You can click on any of the images for more info and additional details.

This last pair of paintings are both of the same scene, the first in the evening and the second in the early morning.  I love the contract and the different take on the same location ...

What a great trip.  Terrific light and good weather (while it was raining away back home).  Well worth the effort to get myself away for a week.

Saturday, March 31, 2012

Richard McKinley workshop

I just spent the better part of the week in Santa Barbara, CA painting.

I took a workshop with Richard McKinley.  This is the second time I've taken one of his workshops, and he's the only painter that I've ever felt motivated to study with more than once.  At the first workshop of his that I took I think I was the only one (of 18 or so) who hadn't taken a workshop with him before.  I remember thinking that I couldn't imaging taking a workshop with anyone multiple times (usually I feel like I learn what I can from each instructor and move on).  To my surprise, here I was 2 years later back for another dose.
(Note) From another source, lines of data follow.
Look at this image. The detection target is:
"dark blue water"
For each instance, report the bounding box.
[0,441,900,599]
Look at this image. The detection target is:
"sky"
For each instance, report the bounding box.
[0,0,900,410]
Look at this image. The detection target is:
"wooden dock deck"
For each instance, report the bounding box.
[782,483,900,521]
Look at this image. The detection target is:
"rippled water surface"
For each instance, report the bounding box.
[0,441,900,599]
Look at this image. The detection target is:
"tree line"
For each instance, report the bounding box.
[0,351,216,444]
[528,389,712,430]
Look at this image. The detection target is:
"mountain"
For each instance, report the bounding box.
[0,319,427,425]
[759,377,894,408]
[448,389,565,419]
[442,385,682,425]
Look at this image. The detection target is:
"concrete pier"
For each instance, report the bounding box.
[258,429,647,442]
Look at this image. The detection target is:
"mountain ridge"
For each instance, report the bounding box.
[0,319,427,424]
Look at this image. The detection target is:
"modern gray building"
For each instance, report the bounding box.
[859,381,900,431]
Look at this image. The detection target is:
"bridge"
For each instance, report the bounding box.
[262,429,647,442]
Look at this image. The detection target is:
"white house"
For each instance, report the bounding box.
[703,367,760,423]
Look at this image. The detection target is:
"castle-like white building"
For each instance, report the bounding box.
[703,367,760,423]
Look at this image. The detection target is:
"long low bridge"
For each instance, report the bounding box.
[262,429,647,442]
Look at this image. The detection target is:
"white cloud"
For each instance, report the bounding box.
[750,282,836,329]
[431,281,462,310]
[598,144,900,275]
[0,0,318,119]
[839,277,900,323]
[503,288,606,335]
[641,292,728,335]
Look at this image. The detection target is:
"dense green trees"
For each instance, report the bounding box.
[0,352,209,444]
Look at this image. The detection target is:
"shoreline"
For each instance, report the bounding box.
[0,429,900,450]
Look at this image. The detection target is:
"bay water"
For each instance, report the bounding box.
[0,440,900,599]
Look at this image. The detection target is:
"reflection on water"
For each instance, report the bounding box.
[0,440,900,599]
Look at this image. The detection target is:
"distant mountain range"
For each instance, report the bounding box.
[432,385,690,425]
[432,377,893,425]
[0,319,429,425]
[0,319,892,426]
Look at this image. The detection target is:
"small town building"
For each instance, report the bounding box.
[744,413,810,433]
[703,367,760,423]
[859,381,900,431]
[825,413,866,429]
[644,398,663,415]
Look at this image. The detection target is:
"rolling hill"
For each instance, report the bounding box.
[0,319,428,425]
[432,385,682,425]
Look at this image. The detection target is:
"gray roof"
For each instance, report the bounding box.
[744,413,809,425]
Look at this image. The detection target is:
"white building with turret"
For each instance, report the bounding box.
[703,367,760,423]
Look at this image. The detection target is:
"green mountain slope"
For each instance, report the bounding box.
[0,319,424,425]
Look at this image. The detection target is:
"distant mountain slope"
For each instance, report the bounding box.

This time it was an oil painting workshop (Richard is best known as a pastel instructor).  I've been getting back into the oils, so when I got a call that a spot opened up on the waiting list I figured I'd give it a go.

Richard has boundless knowledge that he's more than happy to share, and a unique capacity to help painters at all levels.  He has a unique capacity to talk while he demos, usually discussing what he's thinking and doing but also to be able to answer arbitrary questions that might not even be related to the painting in process. 

Richard also demos a different technique during every demo.  At the first workshop he demoed twice a day for 5 days in a row.  That's totally unheard of.  This time around he demoed once each of the 3 days of the workshop.

If you ever get a chance, I'd highly recommend one of his workshops.

I'll post some paintings from the trip in the next day or so.

Friday, February 10, 2012

Studio Painting Process

I recently used one of my Point Lobos studies to do this larger pastel painting in the studio ...

"Serpentine Coast", Pastel, 18x24

Here are a couple of shots of the pastel painting in  process.  First I started with blocking in some of the darker shapes. 

I then washed this down with isopropyl alchohol using a large brush.  This turns the dry pastel into something very close to watercolor, and it sinks into the painting surface.  This process allows me to quickly establish the composition and the major shapes.  It also sets up my darks and established some initial color I can then react to as I develop the painting.

Notice I don't underpaint the sky.  I did lay in a bit of pink right at the horizon, but I wanted to use the color of the board as the underpainting for the sky.  I also find underpainting tends to darken things, and I find it essential to keep the sky light to generate a feeling of luminosity.

I unfortunately don't have a picture of the painting just after finishing the underpainting - so you'll have to use your imagination.

Here's my studio setup.  I have both a swivel mounted computer monitor (on the left) and my framed plein air study on the right.

Here's the painting as it develops.  See the tree on the foreground rock?  I completely scrubbed it out because I thought it was looking overworked, and once it was gone I thought the painting was stronger as it let the eye move into the painting a little more easily.  This painting has a number of different secondary subject areas, and I decided simpler would be better ...

And then the final piece:

"Serpentine Coast", Pastel, 18x24
For those who like all the details, this was done on pastelmat that I had mounted to rigid gatorfoam.